The months prior to Mahler beginning composition of his Fifth Symphony were tumultuous for the esteemed conductor and composer. In early 1921, Mahler’s day involved conducting two performances, the first being with the Vienna Philharmonic performing Brucker’s Fifth Symphony, followed later in the evening conducting Mozart’s Magic Flute with the Vienna Court Opera. He suffered a massive haemorrhage that night, and was fortunate that his sister was present to summon a doctor who was able to save him.

A full recovery saw Mahler enjoy the summer of 1901 at his vacation house in the southern Austrian town of Maiernigg, where he completed drafts of the first two movements of his Fifth Symphony. It was summer-time that Mahler spent composing, as this was when he was gained respite from his hectic conducting schedule. The short score for his Fifth was completed during the summer of 1902, and the orchestration completed in summer 1903. It wasn’t until October 1904 however that the symphony was premiered in Cologne, conducted by Mahler himself.

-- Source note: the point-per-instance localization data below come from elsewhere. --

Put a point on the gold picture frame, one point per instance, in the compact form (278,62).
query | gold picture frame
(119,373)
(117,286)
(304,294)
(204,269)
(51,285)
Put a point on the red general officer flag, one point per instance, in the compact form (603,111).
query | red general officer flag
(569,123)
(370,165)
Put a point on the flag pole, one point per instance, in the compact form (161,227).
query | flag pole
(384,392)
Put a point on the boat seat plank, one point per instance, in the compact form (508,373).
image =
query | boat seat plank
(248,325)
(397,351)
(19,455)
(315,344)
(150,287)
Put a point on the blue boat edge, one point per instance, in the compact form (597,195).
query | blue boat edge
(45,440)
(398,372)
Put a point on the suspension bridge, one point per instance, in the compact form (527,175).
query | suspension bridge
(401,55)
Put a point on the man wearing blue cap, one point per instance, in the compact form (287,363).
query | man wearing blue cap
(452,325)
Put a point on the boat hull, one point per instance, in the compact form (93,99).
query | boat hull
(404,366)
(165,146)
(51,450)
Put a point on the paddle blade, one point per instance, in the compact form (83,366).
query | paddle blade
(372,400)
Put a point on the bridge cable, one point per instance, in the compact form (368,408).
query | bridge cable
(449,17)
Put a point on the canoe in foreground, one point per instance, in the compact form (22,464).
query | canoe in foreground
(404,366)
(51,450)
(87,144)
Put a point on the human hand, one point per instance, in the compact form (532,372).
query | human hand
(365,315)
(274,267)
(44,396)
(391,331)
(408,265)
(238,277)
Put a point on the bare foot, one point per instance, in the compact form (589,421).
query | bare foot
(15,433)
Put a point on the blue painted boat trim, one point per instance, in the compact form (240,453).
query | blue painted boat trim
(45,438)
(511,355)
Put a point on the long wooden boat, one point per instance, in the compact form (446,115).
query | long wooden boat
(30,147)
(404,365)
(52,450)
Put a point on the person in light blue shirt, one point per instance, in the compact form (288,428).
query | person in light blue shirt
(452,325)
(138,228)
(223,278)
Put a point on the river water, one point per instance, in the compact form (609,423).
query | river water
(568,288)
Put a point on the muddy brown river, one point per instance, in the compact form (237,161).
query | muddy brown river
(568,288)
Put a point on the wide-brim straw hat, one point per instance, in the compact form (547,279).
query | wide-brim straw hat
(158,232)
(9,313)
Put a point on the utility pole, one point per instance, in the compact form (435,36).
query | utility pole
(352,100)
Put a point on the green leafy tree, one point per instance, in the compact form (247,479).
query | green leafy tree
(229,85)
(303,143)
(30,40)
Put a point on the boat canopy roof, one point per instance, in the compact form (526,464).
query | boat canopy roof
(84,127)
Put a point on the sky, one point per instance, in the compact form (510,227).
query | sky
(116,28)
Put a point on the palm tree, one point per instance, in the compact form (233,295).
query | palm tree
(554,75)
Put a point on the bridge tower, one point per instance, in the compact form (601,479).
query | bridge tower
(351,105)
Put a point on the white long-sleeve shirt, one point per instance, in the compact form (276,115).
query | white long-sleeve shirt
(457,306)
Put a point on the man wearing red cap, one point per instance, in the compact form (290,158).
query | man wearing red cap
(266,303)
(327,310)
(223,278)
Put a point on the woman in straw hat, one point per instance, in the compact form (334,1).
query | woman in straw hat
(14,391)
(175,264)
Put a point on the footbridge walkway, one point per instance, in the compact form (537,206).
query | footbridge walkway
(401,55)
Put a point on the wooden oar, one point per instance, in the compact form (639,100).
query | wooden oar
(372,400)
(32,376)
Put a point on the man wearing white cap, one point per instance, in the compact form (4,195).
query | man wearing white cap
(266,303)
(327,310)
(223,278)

 His Fifth Symphony saw a new direction for Mahler’s music, with symphonies that no longer needed a programmatic discussion, and unlike Symphonies Two, Three and Four, no longer contained any sections for singers, and his Symphonies Five, Six and Seven were purely instrumental. Despite a new direction and new compositional style, Mahler uses hints of past works to show us the musical world he has left behind in favour of new music for the new century.